In general, oxidation reactions release energy in form of heat as well as in form of visible light. In addition, also reactions generating light but almost no heat are also known. This phenomenon is called cold light or chemiluminescence. Cold light is not very intense and can, therefore, be better observed in the dark.
In the first experiment, chemiluminescence accompanying the oxidation of luminol (5-Amino-2,3-dihydro-1,4-phthalazinedione, C8H7O2N3) was demonstrated.
1) A solution of luminol in ammonia water (NH3·H2O) was poured in a flask and potassium tricyanocuprate(I) (K2Cu(CN)3) was added to it. Then, a solution of hydrogen peroxide (H2O2) was added to the mixture. Luminol was oxidised by hydrogen peroxide releasing energy as light flashes of light.
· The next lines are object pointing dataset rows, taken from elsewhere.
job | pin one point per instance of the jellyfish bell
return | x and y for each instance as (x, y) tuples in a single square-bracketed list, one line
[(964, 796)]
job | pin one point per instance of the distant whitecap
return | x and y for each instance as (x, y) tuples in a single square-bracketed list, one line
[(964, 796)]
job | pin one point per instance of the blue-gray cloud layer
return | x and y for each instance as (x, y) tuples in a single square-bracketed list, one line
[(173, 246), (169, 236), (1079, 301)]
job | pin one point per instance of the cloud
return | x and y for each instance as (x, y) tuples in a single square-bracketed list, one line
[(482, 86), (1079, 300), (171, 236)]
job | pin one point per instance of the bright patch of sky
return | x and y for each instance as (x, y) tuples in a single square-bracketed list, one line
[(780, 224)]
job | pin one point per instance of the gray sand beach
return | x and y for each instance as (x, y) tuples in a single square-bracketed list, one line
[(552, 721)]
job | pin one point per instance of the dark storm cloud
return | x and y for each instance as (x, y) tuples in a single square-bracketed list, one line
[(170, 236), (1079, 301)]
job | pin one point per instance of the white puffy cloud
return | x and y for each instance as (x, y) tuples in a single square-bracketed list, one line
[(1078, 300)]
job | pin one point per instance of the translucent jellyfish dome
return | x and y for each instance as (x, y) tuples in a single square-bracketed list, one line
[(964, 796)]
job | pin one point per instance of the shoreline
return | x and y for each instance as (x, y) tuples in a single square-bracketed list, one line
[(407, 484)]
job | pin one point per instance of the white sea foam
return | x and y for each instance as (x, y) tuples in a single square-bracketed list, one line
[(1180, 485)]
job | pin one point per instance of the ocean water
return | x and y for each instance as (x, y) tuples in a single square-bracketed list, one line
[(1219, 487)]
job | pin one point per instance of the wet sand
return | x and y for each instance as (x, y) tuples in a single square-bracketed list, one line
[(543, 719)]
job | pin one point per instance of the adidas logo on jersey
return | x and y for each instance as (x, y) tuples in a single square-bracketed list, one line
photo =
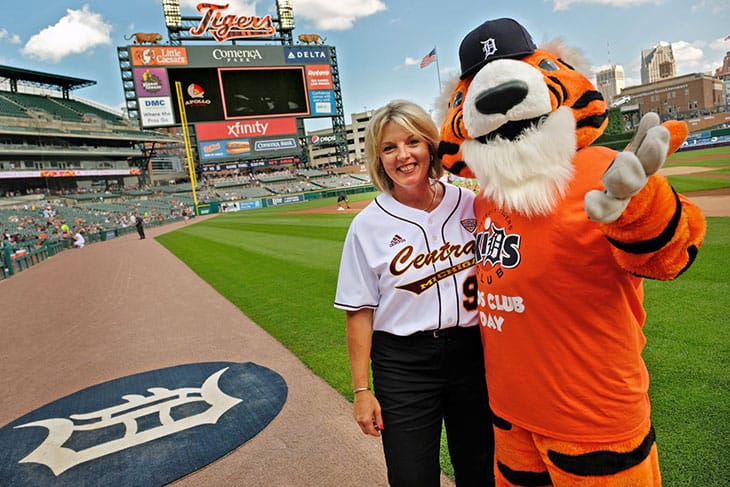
[(397, 239)]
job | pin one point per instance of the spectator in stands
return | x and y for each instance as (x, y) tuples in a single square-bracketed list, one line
[(342, 202), (139, 223), (79, 240)]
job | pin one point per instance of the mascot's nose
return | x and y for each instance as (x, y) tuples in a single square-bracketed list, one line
[(501, 98)]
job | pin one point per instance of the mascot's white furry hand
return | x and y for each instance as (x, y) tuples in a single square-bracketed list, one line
[(629, 171)]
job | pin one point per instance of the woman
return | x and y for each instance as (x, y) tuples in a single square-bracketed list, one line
[(407, 284)]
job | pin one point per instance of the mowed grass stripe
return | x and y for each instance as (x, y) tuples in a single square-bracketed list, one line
[(307, 250), (288, 293), (687, 350)]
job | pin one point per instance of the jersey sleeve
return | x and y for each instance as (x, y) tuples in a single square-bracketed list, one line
[(357, 283)]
2) The glow sticks on sale probably contain hydrogen peroxide in external plastic ampoule and some fluorescent compound in internal glass ampoule. When the stick is bent, the ampoule breaks and the resulting reaction produces the glow seen in the dark.
Chemiluminescence can be observed in nature as well. In Nordic countries, for example, the green glow of the glowworm-Lampyris Noctiluca (beetle) is known, caused by the oxidation of a protein compound luciferin. It is proposed that ~98% of reaction energy is released in the 480–720 nm wavelength light region and only 2% as heat.